Catedrática de Psicología Evolutiva

y de la Educación en la Universidad

Autónoma de Madrid


“Conócete a ti mismo”. Este aforismo griego, que preside el templo de Delfos, señala una de las claves de la sabiduría. Cualquier comportamiento que se quiera exitoso debe empezar por una comprensión lúcida y profunda de la realidad en la que se pretende actuar. Esta es la principal virtud del libro que se nos presenta. Juan Ignacio Pozo realiza un diagnóstico sólidamente fundamentado de la situación del sistema educativo en España. El autor aprovecha la lupa privilegiada de la pandemia para enfrentarnos con las limitaciones de nuestra escuela. Como él señala, no son problemas generados por la COVID-19, sino desvelados por ella. Tareas pendientes que no podemos seguir dilatando.

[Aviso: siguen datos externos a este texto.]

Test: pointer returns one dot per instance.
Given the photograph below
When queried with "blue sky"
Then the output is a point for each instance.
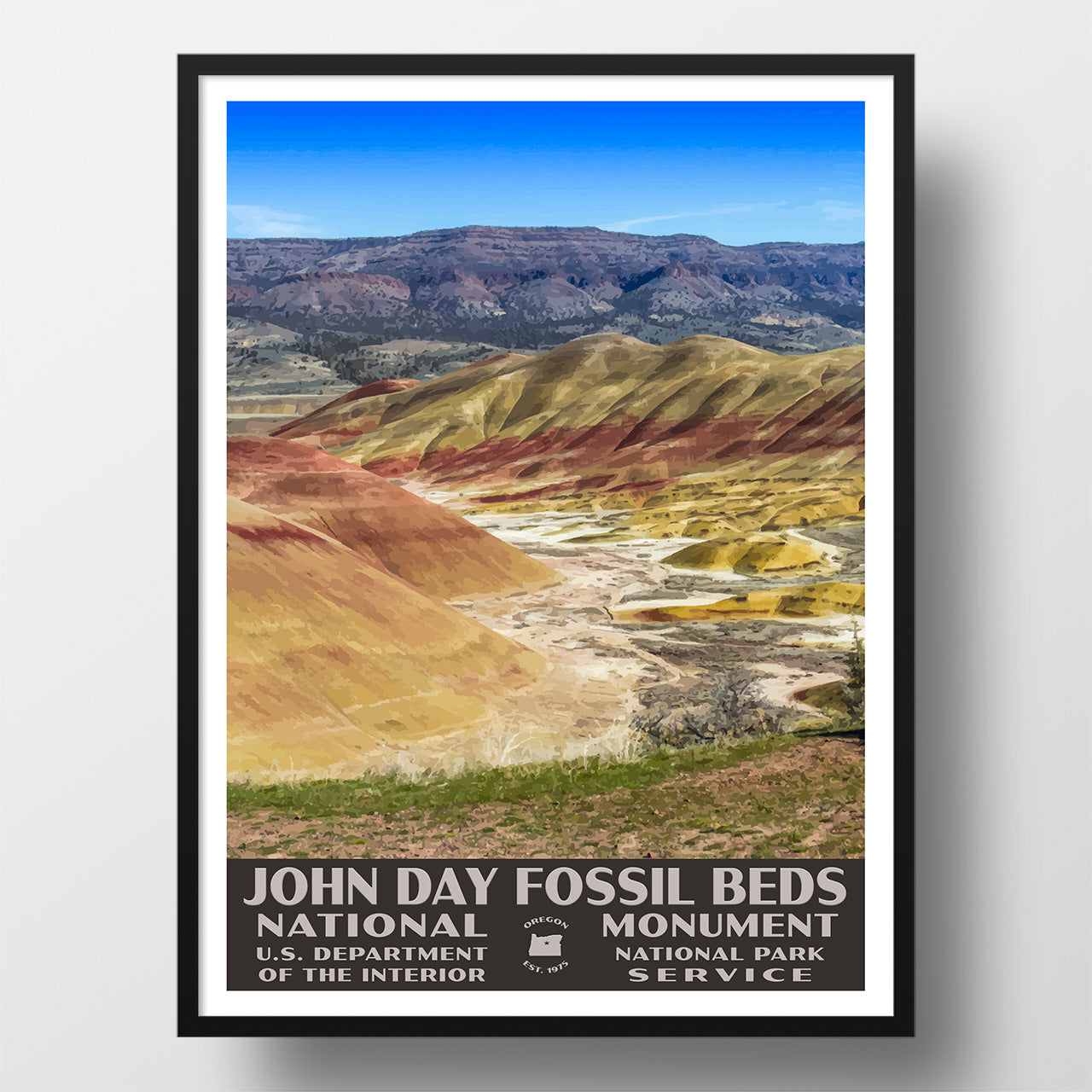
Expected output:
(736, 171)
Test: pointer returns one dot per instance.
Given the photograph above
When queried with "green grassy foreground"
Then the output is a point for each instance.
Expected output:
(800, 793)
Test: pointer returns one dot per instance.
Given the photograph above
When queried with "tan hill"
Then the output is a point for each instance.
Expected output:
(331, 656)
(429, 546)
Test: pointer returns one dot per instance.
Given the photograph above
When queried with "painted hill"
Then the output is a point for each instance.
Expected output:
(603, 412)
(541, 287)
(330, 656)
(435, 549)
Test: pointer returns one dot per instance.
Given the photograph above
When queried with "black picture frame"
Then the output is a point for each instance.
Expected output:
(191, 68)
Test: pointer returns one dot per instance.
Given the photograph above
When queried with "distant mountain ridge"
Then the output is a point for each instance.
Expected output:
(538, 288)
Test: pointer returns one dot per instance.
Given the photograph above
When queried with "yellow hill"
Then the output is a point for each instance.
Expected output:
(330, 655)
(752, 555)
(807, 601)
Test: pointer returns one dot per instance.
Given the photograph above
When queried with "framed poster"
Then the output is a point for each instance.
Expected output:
(541, 702)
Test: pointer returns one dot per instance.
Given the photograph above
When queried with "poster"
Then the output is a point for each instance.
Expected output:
(535, 675)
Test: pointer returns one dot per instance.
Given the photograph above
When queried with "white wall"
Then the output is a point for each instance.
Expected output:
(89, 463)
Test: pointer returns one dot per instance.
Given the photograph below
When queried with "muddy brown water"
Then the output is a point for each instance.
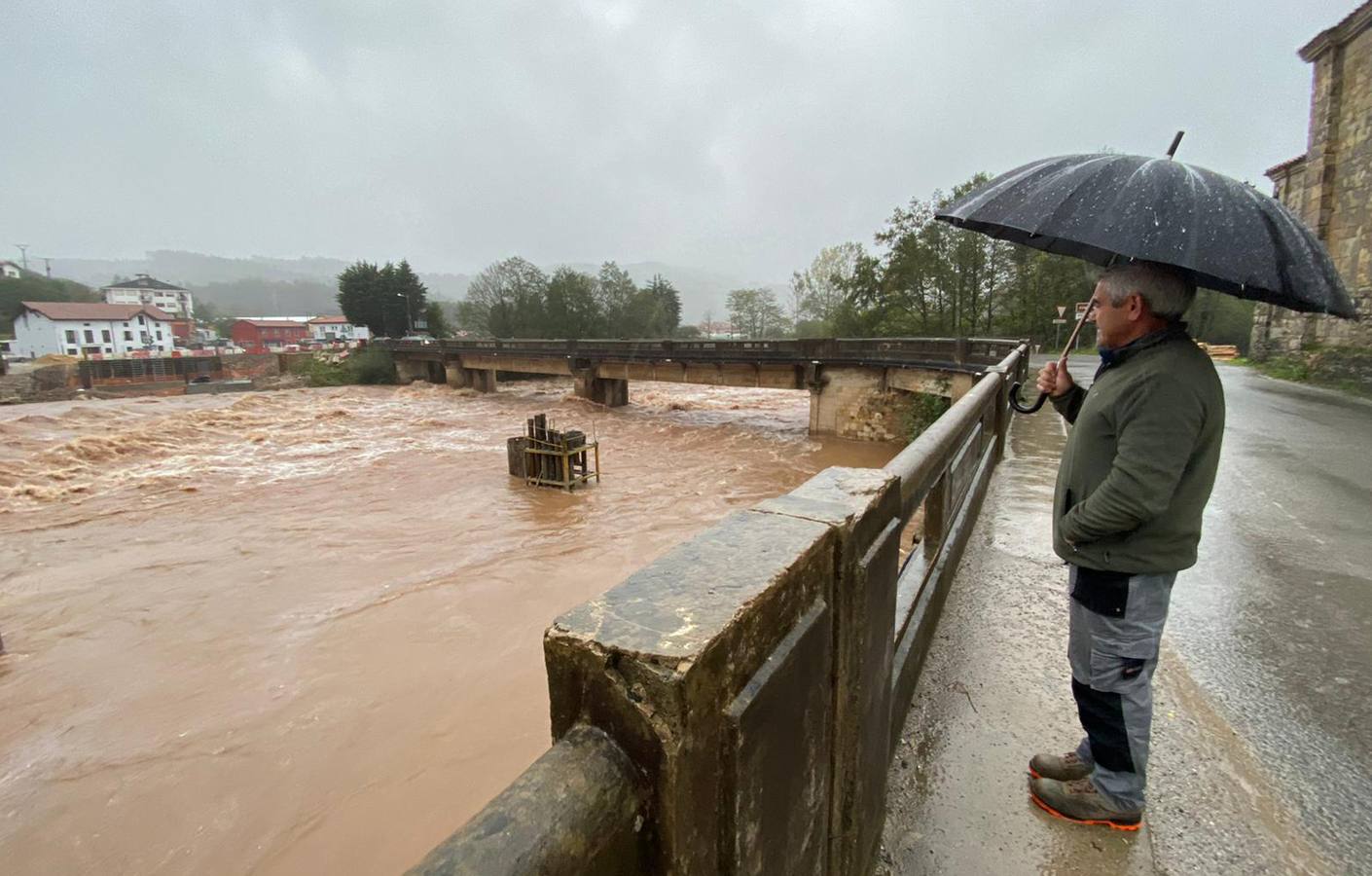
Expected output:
(301, 632)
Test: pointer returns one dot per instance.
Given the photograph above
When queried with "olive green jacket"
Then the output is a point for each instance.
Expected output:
(1140, 458)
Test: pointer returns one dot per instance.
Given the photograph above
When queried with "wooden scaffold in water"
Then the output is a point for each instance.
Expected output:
(545, 456)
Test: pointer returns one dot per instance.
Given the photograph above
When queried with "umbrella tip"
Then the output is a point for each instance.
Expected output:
(1176, 142)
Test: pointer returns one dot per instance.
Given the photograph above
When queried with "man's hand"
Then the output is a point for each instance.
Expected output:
(1055, 382)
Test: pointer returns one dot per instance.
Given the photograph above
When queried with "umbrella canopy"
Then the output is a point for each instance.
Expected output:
(1225, 234)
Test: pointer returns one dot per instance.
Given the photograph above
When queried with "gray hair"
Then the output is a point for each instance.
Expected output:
(1165, 290)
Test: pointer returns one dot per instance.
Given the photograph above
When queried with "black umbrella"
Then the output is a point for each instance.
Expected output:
(1103, 207)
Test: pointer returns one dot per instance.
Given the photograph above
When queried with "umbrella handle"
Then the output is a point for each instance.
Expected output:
(1021, 407)
(1063, 364)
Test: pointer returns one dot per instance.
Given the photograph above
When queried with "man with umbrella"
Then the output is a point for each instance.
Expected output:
(1132, 487)
(1144, 448)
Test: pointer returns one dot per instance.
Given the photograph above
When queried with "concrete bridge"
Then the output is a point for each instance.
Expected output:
(735, 706)
(855, 384)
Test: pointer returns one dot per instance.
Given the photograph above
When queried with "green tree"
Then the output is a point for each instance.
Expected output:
(663, 307)
(934, 279)
(407, 294)
(387, 300)
(756, 313)
(572, 308)
(437, 320)
(508, 300)
(818, 291)
(616, 293)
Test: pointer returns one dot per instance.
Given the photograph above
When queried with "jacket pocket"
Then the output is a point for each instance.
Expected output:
(1103, 592)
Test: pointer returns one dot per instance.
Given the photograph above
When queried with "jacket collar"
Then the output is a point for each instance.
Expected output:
(1117, 356)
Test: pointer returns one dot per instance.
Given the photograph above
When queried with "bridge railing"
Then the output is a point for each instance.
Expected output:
(735, 706)
(895, 350)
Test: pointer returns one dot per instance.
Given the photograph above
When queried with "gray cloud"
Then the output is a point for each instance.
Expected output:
(730, 136)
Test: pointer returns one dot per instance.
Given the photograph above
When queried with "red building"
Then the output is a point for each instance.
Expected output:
(181, 328)
(257, 335)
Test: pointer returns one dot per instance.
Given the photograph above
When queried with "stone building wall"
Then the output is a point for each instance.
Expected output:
(1331, 187)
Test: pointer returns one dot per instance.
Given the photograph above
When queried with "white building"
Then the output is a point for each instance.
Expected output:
(144, 290)
(337, 328)
(79, 328)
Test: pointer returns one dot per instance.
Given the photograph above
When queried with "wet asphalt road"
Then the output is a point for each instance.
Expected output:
(1275, 621)
(1262, 748)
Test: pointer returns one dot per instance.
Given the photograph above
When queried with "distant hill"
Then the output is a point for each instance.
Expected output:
(264, 286)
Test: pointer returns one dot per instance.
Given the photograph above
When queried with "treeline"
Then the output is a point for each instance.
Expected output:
(514, 298)
(927, 277)
(390, 300)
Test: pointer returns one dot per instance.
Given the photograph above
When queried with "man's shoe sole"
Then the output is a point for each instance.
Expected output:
(1116, 825)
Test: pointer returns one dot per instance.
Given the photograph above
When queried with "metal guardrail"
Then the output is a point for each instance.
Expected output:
(944, 471)
(969, 353)
(586, 806)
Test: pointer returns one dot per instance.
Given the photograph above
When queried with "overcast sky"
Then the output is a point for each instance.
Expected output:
(730, 136)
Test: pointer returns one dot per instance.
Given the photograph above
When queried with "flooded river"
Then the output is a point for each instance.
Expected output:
(301, 632)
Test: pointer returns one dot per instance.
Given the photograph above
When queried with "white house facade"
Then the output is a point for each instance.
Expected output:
(337, 328)
(77, 328)
(144, 290)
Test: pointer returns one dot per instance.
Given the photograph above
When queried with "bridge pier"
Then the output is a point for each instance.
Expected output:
(479, 380)
(409, 370)
(866, 403)
(609, 391)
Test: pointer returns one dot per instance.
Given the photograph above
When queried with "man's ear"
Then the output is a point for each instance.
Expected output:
(1137, 307)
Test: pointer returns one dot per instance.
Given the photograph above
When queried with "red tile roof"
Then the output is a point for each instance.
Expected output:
(274, 323)
(90, 310)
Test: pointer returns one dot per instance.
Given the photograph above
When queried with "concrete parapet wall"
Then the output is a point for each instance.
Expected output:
(750, 677)
(595, 825)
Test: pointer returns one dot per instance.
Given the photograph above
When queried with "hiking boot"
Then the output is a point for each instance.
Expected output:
(1064, 768)
(1078, 801)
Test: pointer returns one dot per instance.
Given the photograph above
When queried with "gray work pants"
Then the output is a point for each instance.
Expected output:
(1113, 639)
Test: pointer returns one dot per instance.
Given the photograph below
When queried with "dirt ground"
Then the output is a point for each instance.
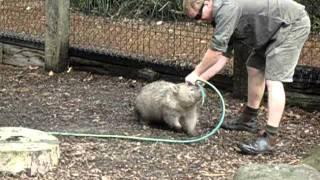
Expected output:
(90, 103)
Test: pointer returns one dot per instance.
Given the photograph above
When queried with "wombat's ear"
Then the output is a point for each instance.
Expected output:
(175, 90)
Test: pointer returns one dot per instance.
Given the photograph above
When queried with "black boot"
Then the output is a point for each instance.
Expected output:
(246, 122)
(264, 144)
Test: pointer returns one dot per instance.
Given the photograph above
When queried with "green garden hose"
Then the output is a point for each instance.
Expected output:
(181, 141)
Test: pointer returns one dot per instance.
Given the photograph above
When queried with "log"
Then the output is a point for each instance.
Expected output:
(27, 150)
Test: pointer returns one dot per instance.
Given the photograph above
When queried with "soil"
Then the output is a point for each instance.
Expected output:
(77, 101)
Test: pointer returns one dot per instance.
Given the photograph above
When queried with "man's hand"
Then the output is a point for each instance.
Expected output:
(192, 78)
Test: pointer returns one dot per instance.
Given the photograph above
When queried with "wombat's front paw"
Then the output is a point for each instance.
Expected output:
(192, 133)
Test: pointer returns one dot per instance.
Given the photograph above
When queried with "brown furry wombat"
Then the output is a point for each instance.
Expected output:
(174, 104)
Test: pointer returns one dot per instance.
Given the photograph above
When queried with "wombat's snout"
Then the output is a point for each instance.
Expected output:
(196, 90)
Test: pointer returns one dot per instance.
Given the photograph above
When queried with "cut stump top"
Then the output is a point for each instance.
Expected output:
(23, 149)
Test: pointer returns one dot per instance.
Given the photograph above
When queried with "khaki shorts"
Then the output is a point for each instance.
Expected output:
(279, 59)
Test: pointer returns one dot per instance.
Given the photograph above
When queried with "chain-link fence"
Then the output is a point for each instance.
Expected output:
(148, 29)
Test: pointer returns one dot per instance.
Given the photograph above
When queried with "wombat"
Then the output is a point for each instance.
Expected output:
(174, 104)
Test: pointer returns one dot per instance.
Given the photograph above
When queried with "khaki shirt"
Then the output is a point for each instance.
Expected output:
(253, 22)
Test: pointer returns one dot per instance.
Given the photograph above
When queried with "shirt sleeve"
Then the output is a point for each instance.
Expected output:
(226, 20)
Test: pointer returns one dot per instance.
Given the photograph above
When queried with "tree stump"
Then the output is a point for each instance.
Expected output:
(27, 150)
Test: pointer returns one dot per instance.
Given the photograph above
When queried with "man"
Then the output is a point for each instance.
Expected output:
(274, 31)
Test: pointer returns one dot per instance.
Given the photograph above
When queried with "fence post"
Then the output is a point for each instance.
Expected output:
(57, 35)
(1, 52)
(240, 75)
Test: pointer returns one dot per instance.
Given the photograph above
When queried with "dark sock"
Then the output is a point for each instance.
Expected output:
(271, 131)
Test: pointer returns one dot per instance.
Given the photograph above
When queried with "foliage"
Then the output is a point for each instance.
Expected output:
(161, 9)
(157, 9)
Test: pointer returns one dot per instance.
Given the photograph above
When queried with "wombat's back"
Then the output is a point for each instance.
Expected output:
(150, 100)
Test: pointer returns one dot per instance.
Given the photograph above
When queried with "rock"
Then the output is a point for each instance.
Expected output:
(276, 172)
(27, 150)
(148, 74)
(314, 159)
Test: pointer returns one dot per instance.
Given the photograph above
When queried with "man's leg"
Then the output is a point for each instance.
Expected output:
(256, 86)
(276, 104)
(248, 118)
(281, 60)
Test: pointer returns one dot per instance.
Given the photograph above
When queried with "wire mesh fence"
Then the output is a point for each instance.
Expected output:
(25, 18)
(148, 29)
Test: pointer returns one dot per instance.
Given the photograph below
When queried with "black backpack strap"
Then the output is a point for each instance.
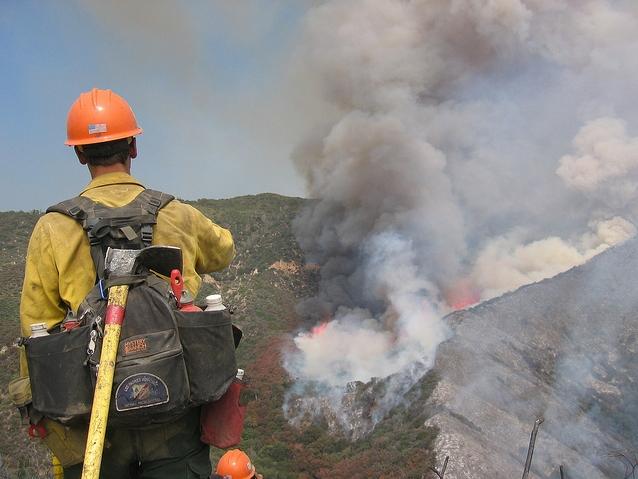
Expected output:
(99, 220)
(76, 207)
(152, 201)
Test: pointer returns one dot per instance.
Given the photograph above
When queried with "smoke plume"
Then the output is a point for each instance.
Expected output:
(474, 146)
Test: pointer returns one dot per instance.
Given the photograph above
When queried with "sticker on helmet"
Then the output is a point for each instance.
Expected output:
(97, 128)
(140, 390)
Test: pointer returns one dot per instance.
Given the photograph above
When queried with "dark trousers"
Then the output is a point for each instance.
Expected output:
(167, 451)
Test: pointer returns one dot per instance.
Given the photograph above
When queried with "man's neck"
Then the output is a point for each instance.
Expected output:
(97, 170)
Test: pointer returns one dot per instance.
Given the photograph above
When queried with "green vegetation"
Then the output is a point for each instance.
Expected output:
(262, 286)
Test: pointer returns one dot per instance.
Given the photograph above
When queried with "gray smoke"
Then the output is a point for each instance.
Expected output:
(474, 146)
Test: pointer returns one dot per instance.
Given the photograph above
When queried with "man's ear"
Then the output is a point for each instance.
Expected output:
(80, 155)
(132, 148)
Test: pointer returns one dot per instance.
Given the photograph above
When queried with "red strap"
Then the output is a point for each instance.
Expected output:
(37, 430)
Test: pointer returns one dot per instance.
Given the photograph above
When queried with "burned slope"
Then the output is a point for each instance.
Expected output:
(563, 349)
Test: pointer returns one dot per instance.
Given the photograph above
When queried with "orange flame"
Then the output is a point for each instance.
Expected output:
(463, 295)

En el texto no solo se lleva a cabo el diagnóstico. Se aborda también la parte más difícil, las líneas de actuación que podrían ayudar a avanzar hacia una educación que promueva realmente, y no solo en el manido plano del discurso, los aprendizajes imprescindibles para cualquier ciudadano del siglo XXI. Porque, como se argumenta en la obra, “tenemos una escuela para una sociedad que ya no existe”.

El lector podría pensar que ha leído otras aportaciones con igual contenido. Sin embargo, se equivocaría, porque esta tiene la peculiaridad de hilar el análisis tomando como eje el conocimiento que las ciencias del aprendizaje han ido construyendo. Este es el valor añadido del libro. Nacho Pozo es uno de los mayores expertos en los procesos que permiten aprender a los humanos y siempre ha estado comprometido con derivar de este saber las consecuencias para la enseñanza, es decir, para ayudar intencionalmente a aprender. La educación no puede permitirse desperdiciar todo el conocimiento que la psicología va acumulando y que ayuda a fundamentar con rigor las líneas de innovación.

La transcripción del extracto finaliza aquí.